Troubling times (and dates)

The is a guest blog written for the Computer Weekly Developer Network by Michael Vessey, senior consultant with software testing provider SQS.

Some of the most common defects in software systems are in areas relating to dates and times. Often requirements and specifications can be misinterpreted or misunderstood. A developer might use standard functions (such as datediff) to make life easier, however these functions may not meet expected (and not explicitly described) requirements.

Common examples of poorly defined requirements include: “Show me on screen how many days there are until my birthday.” Does the specification tell us if the number to be displayed is inclusive of both dates? If my Birthday is 29th February and it’s not a leap year then what should be displayed?

What kind of year is that?

These are all common problems that are often overlooked until a very thorough test analyst starts looking at fringe test cases. With some utterly bizarre logic and differences between the Gregorian, Chinese, Julian and Hindu calendars (to name a few), defects often occur in scenarios a developer may not be aware of.

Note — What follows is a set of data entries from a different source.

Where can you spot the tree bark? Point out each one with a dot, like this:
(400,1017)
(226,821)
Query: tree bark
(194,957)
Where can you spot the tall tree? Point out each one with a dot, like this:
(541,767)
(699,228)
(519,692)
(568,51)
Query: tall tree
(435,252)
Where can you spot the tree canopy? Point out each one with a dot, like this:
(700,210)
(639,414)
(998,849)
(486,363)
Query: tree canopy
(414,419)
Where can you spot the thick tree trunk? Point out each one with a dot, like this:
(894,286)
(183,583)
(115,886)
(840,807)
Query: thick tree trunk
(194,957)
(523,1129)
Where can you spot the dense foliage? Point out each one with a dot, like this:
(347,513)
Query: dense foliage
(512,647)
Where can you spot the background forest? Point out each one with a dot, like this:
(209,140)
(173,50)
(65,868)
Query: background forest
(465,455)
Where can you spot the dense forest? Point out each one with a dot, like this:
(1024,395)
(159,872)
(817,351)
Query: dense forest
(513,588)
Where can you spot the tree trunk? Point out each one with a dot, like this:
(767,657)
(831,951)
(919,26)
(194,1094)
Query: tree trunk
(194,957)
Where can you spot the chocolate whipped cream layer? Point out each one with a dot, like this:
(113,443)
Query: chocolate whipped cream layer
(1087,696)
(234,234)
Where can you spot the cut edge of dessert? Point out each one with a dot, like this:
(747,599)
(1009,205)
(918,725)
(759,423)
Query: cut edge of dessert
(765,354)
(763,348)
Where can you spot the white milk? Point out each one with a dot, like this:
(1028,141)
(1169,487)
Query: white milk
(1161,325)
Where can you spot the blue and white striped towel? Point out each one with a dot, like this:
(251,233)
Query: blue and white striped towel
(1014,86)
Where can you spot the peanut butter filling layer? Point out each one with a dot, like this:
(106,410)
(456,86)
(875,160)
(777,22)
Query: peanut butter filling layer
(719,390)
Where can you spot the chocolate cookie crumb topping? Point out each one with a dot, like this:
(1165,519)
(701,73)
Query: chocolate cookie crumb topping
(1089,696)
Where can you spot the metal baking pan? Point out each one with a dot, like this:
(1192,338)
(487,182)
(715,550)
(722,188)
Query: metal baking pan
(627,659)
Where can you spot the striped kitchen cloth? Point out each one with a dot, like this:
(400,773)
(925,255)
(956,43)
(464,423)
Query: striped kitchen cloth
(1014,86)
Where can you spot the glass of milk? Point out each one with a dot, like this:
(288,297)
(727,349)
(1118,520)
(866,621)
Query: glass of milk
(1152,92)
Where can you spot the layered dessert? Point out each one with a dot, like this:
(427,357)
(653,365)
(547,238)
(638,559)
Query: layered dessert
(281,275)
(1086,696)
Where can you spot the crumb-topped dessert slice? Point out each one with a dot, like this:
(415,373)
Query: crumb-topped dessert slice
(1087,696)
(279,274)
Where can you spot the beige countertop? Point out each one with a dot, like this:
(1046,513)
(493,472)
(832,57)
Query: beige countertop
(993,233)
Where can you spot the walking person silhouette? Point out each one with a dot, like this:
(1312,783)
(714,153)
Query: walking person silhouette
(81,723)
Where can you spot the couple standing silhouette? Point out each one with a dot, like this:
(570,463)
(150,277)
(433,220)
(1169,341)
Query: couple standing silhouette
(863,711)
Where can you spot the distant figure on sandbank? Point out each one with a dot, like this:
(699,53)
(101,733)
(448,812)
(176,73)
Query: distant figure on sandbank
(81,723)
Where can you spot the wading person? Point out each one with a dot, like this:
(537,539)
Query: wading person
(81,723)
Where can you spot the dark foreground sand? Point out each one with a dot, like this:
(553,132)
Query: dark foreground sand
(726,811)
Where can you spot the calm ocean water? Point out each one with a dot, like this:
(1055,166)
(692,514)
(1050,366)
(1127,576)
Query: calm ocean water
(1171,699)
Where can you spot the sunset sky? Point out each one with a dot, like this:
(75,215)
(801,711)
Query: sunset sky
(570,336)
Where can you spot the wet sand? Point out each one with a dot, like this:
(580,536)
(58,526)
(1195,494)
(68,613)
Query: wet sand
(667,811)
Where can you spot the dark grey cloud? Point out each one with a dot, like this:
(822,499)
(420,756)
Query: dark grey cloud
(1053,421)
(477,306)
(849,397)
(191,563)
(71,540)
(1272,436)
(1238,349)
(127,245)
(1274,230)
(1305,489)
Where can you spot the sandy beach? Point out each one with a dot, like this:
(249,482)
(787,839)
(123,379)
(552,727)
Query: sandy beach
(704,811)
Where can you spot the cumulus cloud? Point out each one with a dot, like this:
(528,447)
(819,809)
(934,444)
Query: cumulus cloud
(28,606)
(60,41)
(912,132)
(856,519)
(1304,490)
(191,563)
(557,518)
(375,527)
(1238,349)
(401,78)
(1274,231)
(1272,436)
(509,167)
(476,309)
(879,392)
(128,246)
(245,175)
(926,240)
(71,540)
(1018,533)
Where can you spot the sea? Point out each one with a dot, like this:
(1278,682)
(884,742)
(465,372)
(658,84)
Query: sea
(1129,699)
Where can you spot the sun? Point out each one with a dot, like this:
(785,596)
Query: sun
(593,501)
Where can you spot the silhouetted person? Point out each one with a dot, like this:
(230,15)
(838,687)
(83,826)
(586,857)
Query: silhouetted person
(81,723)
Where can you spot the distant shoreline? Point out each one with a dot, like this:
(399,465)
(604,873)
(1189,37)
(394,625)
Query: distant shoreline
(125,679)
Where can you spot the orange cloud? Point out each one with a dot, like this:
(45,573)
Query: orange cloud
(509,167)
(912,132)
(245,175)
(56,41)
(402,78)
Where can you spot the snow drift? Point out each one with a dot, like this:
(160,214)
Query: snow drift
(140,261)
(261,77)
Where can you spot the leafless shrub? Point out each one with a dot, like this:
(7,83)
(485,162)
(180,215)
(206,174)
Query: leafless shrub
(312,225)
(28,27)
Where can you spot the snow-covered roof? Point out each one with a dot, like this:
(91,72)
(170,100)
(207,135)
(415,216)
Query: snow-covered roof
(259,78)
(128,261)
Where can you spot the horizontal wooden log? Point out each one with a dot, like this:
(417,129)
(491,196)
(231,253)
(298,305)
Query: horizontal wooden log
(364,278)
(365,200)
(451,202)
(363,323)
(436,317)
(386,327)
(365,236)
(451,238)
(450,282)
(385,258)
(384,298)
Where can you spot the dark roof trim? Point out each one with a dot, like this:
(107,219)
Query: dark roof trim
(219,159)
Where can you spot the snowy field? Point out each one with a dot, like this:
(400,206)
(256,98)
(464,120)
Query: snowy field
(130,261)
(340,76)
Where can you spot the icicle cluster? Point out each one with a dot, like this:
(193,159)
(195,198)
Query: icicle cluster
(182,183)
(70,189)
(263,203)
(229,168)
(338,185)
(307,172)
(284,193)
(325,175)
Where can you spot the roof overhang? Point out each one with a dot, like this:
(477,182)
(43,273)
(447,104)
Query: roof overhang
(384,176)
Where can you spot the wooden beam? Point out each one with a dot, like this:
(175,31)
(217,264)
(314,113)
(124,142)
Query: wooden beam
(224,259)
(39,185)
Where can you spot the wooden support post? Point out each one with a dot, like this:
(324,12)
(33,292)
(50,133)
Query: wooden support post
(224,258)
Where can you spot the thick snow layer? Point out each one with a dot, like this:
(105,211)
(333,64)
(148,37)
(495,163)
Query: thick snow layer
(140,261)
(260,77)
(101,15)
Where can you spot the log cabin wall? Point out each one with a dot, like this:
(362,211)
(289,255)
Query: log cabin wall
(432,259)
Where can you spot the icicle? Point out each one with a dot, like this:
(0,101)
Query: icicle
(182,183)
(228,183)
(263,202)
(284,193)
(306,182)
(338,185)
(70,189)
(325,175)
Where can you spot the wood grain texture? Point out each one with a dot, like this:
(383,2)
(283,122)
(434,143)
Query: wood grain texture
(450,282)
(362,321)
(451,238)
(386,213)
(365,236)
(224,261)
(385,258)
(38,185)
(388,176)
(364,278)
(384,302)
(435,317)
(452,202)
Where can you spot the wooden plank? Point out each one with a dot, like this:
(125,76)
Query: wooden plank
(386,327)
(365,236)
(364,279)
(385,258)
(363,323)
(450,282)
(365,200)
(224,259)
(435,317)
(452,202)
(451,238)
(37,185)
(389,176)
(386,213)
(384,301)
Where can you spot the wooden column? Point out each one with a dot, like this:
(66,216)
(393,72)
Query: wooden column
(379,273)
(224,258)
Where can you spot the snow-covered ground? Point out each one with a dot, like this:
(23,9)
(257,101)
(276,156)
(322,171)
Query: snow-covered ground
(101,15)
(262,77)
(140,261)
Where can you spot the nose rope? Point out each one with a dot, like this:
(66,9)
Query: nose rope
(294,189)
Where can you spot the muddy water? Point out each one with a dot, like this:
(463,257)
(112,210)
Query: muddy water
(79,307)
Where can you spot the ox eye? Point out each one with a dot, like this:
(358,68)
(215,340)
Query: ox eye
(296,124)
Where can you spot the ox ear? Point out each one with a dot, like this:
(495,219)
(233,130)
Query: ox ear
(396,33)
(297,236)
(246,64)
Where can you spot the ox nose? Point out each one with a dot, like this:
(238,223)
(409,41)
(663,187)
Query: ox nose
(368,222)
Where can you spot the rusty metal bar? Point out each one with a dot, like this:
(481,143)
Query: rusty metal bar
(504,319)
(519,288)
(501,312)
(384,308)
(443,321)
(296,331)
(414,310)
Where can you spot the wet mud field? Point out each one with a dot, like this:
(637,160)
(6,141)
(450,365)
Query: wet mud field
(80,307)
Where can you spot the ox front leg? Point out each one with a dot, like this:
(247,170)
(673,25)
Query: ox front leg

For example as children we are taught that if a year is divisible by four then it is a leap year – but the actual logic required for determining leap years is:

if year modulo 400 is 0
          then is_leap_year
else if year modulo 100 is 0
          then not_leap_year
else if year modulo 4 is 0
          then is_leap_year

Operating system and server-side date issues

So we know that the logic of dealing with dates can be very irregular and there are traps for unwary developers; but what about hardware date handling and server date/time storage? One of the first real examples of this was the Y2K bug. There are many more instances of this type of defect cropping up, for example Microsoft’s SQL server still contains settings that dictate which century a two-digit year belongs to (see below).


Other databases and applications suffer from similar issues – the important thing for a developer to realise is that you cannot rely on the server configuration; rather that you must code defensively when dealing with date/time storage and be as explicit as possible.

A brief look at currently known issues could make a lot of people pause for thought and look a little closer at their own date/time storage and look for potential trip-ups.

• GPS Date rollover (21st August 1999)
• Code Value Terminator (9/9/99 is used as both an “unknown” date or a terminator to indicate no more data in a file)
• Taiwan (minguo calendar determines 2011 as the first three-digit year)
• 2038 (Unix 32-bit unsigned integer storage limits dates to 19th January 2038)
• 2042 (IBM Mainframe clocks stop at 17th September 2042)
• 2107 (FAT file systems will have date overflow issues at the end of 2107)
• Year 10,000 (The first five-digit year)

It’s unlikely that you will encounter any of these on a day-to-day basis, but emerging complexities and features in multinational software systems are leading to more common and realistic scenarios where date/time storage is an issue.

Null is not nothing

The most prevalent of these is the use of NULL values. Modern “.Net” developers often overlook blank data in their fields and as a result the value “1/1/1900” is used to replace empty date values. This can have catastrophic results when report writers begin to create reports based on date ranges.

For example the following extremely simple query to show all employees that left before 1st October 2010 has two very different results depending upon whether dates are stored as NULL or 1/1/1900

select * from employee where leavingdate<’01 oct 2010′

Since NULL values cannot be evaluated our employees who have not left do not show up in the results. However, if NULL dates are being stored as 1/1/1900 then we suddenly have a lot more people appearing in our query (namely the ones that have not left the company yet).

The source of time-trouble

To explain why we have so many issues in managing and storing dates and times, we have to look at how they are stored and why.

A date (or time) is most useful when it can be ordered in some manner – time is relatively linear (unless you are near a black hole or are approaching the speed of light) and reporting of time based events nearly always requires data shown in date order. Dates must be stored as a baseline date and a number of increments after that baseline.

Similarly Microsoft SQL server has a baseline date of 1/1/1900 and can represent (using both positive and negative values) values from January 1, 1753, through December 31, 9999 to the nearest millisecond

Satellite navigation systems use the GPS epoch (6th January 1980) is as the baseline date and the increment is expressed in a thirteen-bit field as the number of weeks since the epoch and the weekday. So, modern sat-nav systems won’t work 8192 weeks after 1980 (sometime near the year 2137).

For those of you asking “surely there must be a method of storing dates in strings that is much safer?” well no, you only have to consider that “01 Apr 2011” in French would be “01 Avr 2011” and that American dates are expressed in reverse to British dates. When coupled with leading-zero problems and the fact that string storage is considerably more costly than integer-based storage, you can see why the current systems are in place.

Tips for developing with dates

The lessons to learn from this, when dealing with Dates
• Establish and test to your boundaries in the past and the future
• Test NULL values
• Test in more than one language
• Test ordering of data between the 9th of the month and the 10th of the month (one-digit to two-digit date)
• Ensure that localised dates are handled (13th day of the month will usually trigger this)

Most importantly of all – try not to re-invent the wheel, there are enough flawed date storage systems without adding another one.